When you try to get a picture of where American consumers stand today, different statistics each tell a different story. For instance, there’s been a 50% decrease in personal bankruptcies since 2005. Foreclosure actions have also dropped to their lowest level since 2005. Still, just because Americans aren’t bottoming out, it doesn’t mean they’re effectively staying afloat either.
A new study from the Economic Policy Institute shows that while Americans may think they’re just getting by, in fact they’re actually falling behind. That’s because over 16 million households currently have negative net worth.
What is net worth?
Net worth is a measure of financial health that compares your assets with your liabilities (debts). As financial equations go, this one is pretty straight forward:
Net worth = Assets – Liabilities
You total up all of your assets, then subtract your total debt. Assets include things like home equity, retirement accounts, valued antiques or art, investments and even your checking and savings accounts. Liabilities are any debt you owe minus what you’ve paid off; for example, the remaining balance on your mortgage and auto loans, along with credit card debt.
The higher your net worth, the better you’re doing overall. Basically, if you have a high net worth and start to struggle, you can sell off some assets to recover quickly. A low net worth means you have nothing in the tank if you run into trouble.
The cause of the current net worth negativity
During the Great Recession a large number of Americans fell into negative net worth for a few reasons:
- When the real estate market collapsed, property values fell. Homeowners faced situations where they owned homes that weren’t worth the remaining balance on the mortgage.
- When the stock market crashed, many people’s 401(k) and IRA retirement accounts lost funds rapidly. You had Baby Boomers in a panic because their retirement savings disappeared seemingly overnight.
However, once the real estate and stock markets recovered, most of households recovered positive net worth, too. Analysts thought that the number of Americans experiencing negative net worth would decline, much like falling rates in bankruptcies and foreclosures.
That didn’t happen. So, the Economic Policy Institute’s data experts dove into the numbers. The source of negative net worth turns out to be from an entirely different source. It comes from student loans. Roughly 14% of American households have negative net worth and most of those cases involve high levels of student loan debt.
Education is priceless, but the debt is costly
Student loans are a unique type of debt. For federal loans, things like credit score and income are not factors that the lender considers during approval. That makes it easier to qualify for loans, since the lenders based approval on need. On the other hand, this often puts people in a situation where they owe more than they can afford to repay.

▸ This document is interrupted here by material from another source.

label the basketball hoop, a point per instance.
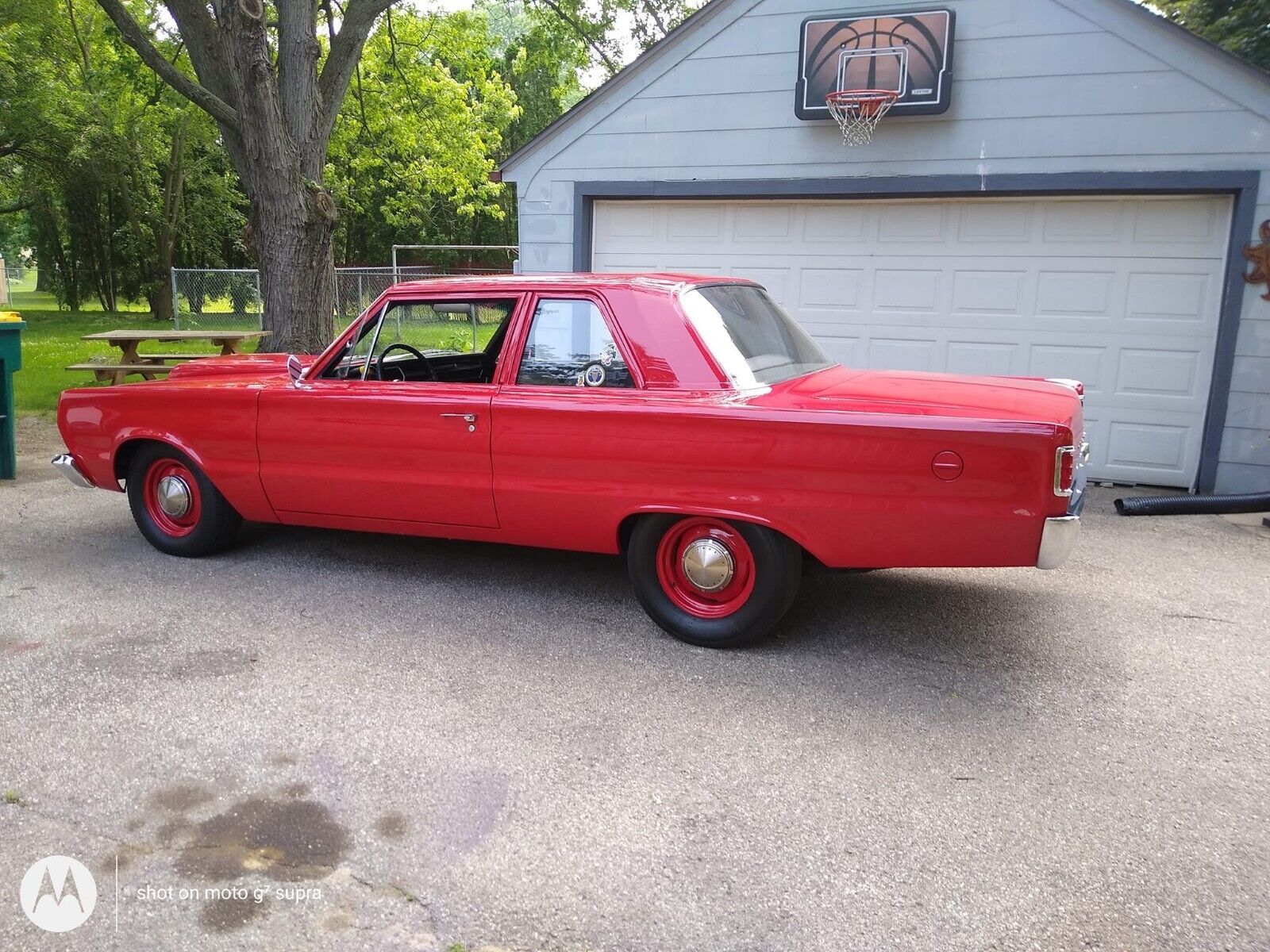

In addition, although an education is invaluable, it’s not an asset. Even with a car that depreciates in value, you have an asset you can eventually sell. The thing you gain from a student loan is education that’s intended to earn a higher income. However, if you don’t get that higher income immediately after graduation, you can get stuck. Deferment may keep your loans out of default, but you still owe the money.
This can be a big problem in your life. You can’t qualify for major loans like a mortgage because the lender says you already have too much debt. Additionally, your debt level is so high that it completely offsets any savings or other assets you may have. This is the exact situation faced by 16 million households in the U.S. today.
Finding a path to positive net worth
“If you have student loans, you have to prioritize repayment as much as possible,” encourages April Lewis-Parks. “Find a federal repayment plan with the largest payments you can afford. Even if lower payment options exist, these only keep you in debt longer and make it harder to get ahead.”
Borrowers with federal student loans can use one of 5 federal repayment plans. Each plan offers different advantages. Three plans tie your monthly payments to your income level and family size so you don’t struggle. The other two pay off your debt as quickly as possible, but with higher payments each month.
“Don’t take a plan with low payments just because it’s easier on your budget,” Lewis-Parks continues. “You may have more disposable income, but you’re not doing your finances any favors. Also remember that you can switch plans at any time. So, if you try out a plan with higher payments and start to struggle, you can change plans.”